クリエイターとしてできることは、そんな世界に「人間にとって本当に大切なものとは?」という問いを投げかけることかもしれないと思い、今回の脚本に着想したと言います。
「認知症」をテーマに置いたのは、老いていくことは人間誰もが通る道で、世界共通の不変的テーマ。全員が自分ごととして受け取ってもらえるメッセージを届けたかったと話してくれました。
その監督の想いを受けた35歳ヨリコ役、主演の小野寺ずるさんは、難しい役どころに挑むため、オファーがあった直後から認知症について書かれた本やドキュメンタリーをできるだけ見て勉強をしたそうです。
それでも「当事者の方に感情移入はできても、おそらくどうやっても私はこの方たちのように"本当(切実)"にはなれない」事実と葛藤しながら撮影に臨んだと振り返ってくれました。
85歳のヨリコを演じた福島和世さんは、ご自身も85歳一人暮らしという状況で、人と会えないこの3年間は自身も認知症になってしまうのではないか、という不安を抱えながら生きていたと言います。
その中でも元気で健康でいられる秘訣を問われると「お洒落をしたり、ボランティア活動をしたり、演技のレッスンを受けたりと、日々新しいことにチャレンジすることが元気の源です」と満面の笑顔で答えていただきました。
ヨリコの娘、65歳ユキコ役を演じた伊藤さんは、20年前に認知症で母親を亡くした経験を涙ながらに語っていただきました。
「しっかりしていた母親が徐々に分からなくなっていくことを、当時は受け入れることができなかった。それをずっと後悔していたけどこの作品を通じて、ラストシーンで母役のヨリコに言葉をかけられた時、実の母親と出会い直せたような気がして自然と涙が止まらなかった」と語っていただきました。
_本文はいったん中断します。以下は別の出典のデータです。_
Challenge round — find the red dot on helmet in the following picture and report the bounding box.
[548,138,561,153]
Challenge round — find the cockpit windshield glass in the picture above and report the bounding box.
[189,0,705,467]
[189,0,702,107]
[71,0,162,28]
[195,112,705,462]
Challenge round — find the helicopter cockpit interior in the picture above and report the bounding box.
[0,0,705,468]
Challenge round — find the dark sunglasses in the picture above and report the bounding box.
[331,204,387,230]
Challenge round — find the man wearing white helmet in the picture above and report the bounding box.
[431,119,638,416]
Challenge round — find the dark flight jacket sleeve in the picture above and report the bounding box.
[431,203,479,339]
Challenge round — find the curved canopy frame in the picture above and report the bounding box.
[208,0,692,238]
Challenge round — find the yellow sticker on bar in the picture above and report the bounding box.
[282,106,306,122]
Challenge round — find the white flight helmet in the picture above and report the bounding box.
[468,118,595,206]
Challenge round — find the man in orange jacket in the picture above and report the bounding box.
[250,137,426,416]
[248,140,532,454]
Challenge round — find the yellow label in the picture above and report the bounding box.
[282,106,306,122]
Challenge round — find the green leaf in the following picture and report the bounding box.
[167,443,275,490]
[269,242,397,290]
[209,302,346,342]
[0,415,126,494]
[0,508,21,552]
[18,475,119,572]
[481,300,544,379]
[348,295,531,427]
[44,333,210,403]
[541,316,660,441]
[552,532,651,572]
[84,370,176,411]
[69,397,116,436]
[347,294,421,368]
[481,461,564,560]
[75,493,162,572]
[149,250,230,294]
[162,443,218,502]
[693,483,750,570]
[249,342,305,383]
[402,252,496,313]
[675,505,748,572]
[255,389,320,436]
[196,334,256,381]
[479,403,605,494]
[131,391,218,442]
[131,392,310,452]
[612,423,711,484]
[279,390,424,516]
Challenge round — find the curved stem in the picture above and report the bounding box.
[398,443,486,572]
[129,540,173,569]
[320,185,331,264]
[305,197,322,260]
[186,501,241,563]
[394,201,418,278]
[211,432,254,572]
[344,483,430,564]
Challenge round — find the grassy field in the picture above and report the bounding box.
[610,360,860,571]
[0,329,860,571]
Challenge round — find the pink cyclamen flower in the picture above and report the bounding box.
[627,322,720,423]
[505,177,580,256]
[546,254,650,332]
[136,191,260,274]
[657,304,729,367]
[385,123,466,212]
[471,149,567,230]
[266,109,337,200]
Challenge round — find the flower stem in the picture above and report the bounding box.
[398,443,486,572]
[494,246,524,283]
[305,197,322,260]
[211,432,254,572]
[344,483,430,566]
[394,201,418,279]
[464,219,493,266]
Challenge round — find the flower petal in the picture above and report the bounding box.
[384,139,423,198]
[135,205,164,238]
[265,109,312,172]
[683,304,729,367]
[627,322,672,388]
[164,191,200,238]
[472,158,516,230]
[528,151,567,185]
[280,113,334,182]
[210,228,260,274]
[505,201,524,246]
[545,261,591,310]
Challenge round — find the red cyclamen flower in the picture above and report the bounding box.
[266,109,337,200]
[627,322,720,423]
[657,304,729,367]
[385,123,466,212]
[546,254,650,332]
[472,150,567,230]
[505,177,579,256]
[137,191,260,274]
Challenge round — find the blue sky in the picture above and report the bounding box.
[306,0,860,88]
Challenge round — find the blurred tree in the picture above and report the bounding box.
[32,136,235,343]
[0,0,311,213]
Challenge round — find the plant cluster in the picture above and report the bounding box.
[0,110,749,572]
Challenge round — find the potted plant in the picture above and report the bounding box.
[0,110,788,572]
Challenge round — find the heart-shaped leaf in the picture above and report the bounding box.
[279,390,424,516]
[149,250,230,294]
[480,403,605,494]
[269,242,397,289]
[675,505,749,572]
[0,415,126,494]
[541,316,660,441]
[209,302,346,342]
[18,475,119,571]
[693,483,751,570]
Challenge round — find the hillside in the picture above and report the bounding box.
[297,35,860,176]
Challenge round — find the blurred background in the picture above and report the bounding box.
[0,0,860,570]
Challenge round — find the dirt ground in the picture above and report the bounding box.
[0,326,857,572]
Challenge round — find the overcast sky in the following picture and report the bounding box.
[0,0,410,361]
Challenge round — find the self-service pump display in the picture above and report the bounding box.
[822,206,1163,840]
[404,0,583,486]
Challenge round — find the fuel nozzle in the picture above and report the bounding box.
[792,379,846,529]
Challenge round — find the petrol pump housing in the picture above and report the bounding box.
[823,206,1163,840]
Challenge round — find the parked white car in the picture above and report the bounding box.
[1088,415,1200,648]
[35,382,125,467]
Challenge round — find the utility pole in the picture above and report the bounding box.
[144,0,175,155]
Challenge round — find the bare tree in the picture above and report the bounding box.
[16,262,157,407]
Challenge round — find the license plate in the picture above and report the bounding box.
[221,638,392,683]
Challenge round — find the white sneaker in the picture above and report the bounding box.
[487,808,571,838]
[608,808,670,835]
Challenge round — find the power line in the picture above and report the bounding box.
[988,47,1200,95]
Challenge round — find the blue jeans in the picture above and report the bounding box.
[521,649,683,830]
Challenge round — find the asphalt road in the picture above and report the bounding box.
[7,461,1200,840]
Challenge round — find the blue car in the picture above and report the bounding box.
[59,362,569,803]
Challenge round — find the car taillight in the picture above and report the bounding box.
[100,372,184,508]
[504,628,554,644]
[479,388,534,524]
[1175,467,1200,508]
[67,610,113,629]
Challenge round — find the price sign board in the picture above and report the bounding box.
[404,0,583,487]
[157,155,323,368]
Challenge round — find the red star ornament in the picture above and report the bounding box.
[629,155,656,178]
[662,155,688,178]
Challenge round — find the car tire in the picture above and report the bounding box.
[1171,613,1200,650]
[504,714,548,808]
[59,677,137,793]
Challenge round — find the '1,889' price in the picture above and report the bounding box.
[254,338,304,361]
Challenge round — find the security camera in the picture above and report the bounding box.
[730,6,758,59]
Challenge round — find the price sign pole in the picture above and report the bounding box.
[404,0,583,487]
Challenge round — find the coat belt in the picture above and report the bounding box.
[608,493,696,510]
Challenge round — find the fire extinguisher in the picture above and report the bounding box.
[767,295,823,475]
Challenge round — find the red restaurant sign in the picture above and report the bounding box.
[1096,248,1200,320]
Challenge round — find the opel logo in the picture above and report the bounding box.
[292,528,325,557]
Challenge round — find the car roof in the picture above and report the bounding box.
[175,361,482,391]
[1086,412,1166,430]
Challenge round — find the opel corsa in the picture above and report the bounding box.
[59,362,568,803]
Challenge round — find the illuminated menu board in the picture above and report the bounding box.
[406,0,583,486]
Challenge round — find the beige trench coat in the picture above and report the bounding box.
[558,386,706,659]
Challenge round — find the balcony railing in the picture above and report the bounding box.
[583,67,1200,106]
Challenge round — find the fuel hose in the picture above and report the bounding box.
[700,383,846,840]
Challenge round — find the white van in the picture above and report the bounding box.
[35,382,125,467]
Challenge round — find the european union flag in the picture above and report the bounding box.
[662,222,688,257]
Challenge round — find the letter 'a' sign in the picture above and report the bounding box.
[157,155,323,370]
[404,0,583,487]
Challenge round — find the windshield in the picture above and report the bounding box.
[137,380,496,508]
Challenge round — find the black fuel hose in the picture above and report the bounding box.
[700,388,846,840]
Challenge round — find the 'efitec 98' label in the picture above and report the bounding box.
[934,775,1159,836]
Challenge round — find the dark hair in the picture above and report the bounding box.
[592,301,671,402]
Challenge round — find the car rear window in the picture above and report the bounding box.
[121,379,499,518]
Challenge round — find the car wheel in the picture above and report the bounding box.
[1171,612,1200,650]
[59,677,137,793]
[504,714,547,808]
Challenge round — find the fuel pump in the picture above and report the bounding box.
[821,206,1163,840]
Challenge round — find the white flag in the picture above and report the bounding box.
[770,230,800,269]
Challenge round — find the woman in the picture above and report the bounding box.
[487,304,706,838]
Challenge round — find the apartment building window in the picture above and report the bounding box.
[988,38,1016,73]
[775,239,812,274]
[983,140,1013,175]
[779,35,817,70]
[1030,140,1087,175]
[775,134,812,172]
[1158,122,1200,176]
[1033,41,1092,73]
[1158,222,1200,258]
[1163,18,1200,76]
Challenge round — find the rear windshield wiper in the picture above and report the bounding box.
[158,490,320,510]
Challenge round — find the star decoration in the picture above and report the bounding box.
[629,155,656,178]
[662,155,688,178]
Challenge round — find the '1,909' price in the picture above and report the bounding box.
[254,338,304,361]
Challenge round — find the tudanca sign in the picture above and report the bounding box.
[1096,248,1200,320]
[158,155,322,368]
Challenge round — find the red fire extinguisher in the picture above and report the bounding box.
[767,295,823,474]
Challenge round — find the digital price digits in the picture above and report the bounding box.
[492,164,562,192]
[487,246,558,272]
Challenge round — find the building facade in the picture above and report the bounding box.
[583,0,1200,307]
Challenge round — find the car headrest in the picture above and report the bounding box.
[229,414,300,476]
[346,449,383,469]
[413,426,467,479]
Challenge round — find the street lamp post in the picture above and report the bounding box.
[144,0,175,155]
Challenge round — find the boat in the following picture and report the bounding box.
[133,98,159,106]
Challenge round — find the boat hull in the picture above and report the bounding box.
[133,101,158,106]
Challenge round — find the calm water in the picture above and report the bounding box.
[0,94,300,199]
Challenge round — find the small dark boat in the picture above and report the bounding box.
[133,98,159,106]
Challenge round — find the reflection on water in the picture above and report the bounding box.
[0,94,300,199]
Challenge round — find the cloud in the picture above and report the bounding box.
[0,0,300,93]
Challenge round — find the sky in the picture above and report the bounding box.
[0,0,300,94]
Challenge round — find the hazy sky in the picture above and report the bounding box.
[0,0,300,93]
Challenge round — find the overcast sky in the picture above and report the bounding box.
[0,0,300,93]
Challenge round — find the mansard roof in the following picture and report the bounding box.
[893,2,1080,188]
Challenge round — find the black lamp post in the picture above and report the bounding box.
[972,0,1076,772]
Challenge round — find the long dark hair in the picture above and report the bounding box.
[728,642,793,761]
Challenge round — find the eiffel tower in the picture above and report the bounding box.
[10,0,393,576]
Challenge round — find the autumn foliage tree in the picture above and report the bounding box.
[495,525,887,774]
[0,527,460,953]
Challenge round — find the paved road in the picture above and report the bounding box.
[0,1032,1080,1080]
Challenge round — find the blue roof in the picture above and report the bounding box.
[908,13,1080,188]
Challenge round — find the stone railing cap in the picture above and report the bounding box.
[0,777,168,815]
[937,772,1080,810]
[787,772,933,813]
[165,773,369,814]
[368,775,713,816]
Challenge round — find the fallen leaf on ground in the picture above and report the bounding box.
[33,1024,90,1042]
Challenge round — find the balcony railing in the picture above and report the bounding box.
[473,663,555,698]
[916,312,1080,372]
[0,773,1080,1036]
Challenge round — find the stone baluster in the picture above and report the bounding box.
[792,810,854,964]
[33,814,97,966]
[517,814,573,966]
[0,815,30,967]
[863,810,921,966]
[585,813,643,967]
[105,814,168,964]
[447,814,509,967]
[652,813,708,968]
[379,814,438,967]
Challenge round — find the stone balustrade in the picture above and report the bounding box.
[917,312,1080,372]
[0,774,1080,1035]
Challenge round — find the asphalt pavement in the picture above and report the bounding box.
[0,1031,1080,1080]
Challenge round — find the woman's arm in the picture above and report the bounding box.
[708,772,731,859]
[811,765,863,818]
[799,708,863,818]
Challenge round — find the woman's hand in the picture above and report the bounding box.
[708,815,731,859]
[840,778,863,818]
撮影中は、これでもか!という位たくさんの感情をぶつけ合ったという監督と小野寺さん。
それくらい互いが本気で向き合い理解し合った時間だったということは、この写真の笑顔を見れば分かるような気がします。
その光景を見ていた伊藤さんは「いくらバトルしているように見えても、その根底にあるのは本当にあたたかい愛だった。」と語り、福島さんは「本当にみなさん優しくて、わたしにとって宝物の時間でした。」と会場を和ませてくれました。 そんなわけで、短編映画「YORIKO-ヨリコ-」上映会レポート①はこの辺で。
次回は「オール東北でつくった意義とこれから」というテーマで、舞台挨拶後編をレポートできればと思っています。 それでは!
<写真:窪田隼人>
上演時間20分で、本当に深くてダイナミックな作品でした。